Es tiempo de mirar el madero; es tiempo de mirar la tumba vacía
La convicción de que la mayor tragedia de la vida puede ser arropada en cualquier momento por la luz de la esperanza que lo transforma todo está inmersa en la cosmovisión cristiana. Esa idea de que en un abrir y cerrar de ojos la muerte puede ser sorbida en victoria, para los cristianos no es un cuento de camino, sino una forma de vida. Es una forma de vida resiliente que nos impide abrazar el cinismo y la desesperanza ante la adversidad.
Reflexionando sobre lo anterior, el filósofo ingles Roger Scruton concluye que el cristianismo se ve impedido de poder desarrollar realmente el arte trágico, pues en su esencia siempre está la esperanza latente de la resurrección como solución a la manifiesta oscuridad del devenir de la vida y la historia. El evangelio de Mateo, citando a Isaías 9:1, lo recoge poéticamente
de esta manera “El pueblo asentado en tinieblas vio una gran luz, y a los que vivían en región y sombra de muerte, una luz les resplandeció”. Mateo 4:16.
Sin embargo, Miguel de Unamuno, aunque tiende a abrazar la religiosidad como posible solución a lo trágico de la vida, en el último análisis apunta a la figura de Don Quijote como el ejemplo a seguir para aquellos que se niegan a rendirse al desierto existencial de la modernidad abrazando lo absurdo como método de sobreponerse a la tragedia. Ese enfrentamiento entre lo trágico, lo absurdo y la esperanza de la resurrección es de suma importancia entenderla para poder enfrentar la vida y sus circunstancias.

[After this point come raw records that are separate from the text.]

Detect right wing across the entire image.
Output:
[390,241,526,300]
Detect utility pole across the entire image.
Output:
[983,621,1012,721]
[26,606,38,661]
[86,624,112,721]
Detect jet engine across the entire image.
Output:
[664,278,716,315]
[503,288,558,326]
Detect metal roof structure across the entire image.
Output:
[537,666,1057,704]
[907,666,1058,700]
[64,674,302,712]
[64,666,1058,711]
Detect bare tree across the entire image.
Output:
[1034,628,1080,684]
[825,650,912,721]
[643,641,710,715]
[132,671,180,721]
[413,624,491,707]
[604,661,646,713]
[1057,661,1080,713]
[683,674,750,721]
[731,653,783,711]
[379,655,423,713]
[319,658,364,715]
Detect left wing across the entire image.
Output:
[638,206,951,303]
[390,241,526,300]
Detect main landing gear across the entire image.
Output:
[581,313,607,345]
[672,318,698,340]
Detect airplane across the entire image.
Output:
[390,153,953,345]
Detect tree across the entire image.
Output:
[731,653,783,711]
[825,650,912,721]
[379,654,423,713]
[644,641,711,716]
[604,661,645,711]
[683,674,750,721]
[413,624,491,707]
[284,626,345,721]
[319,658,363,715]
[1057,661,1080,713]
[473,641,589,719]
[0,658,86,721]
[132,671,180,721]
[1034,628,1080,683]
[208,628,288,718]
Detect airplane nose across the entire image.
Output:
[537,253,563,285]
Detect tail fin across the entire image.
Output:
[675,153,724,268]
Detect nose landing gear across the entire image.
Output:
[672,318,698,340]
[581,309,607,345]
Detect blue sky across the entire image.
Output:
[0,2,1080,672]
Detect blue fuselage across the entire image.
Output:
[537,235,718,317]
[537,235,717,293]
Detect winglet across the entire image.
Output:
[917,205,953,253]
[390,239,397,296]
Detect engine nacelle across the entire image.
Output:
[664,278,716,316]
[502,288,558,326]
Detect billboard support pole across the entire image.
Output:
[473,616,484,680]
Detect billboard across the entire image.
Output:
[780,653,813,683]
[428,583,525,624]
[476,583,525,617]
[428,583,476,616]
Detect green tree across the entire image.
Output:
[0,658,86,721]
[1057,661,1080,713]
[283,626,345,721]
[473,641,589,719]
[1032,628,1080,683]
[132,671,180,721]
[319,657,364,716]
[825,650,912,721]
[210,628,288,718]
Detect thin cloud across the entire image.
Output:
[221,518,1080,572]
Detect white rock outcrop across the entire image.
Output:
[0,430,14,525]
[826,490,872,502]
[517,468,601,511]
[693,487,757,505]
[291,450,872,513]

En el cristianismo indudablemente la esperanza de la resurrección opaca lo trágico. Lo que nunca puede hacer la resurrección es trivializar la tragedia. La resurrección a menudo se usa como un atajo hacia la felicidad, y una solución liviana a los problemas de la vida, evitando el valle de sombra de la muerte y la complejidad de vivir en el mundo real. La falta de enfrentar el peso y la realidad de lo trágico en la experiencia de la vida del ser humano revela la falta de entendimiento pleno que trae consigo la realidad de nuestra existencia en este mundo y la esencia del venidero.
El reconocer la gloriosa esperanza de la resurrección nunca debe llevarnos a negar lo trágico. Hacerlo, conllevaría adoptar una definición tronchada de lo trágico excluyendo la realidad de la esperanza eterna.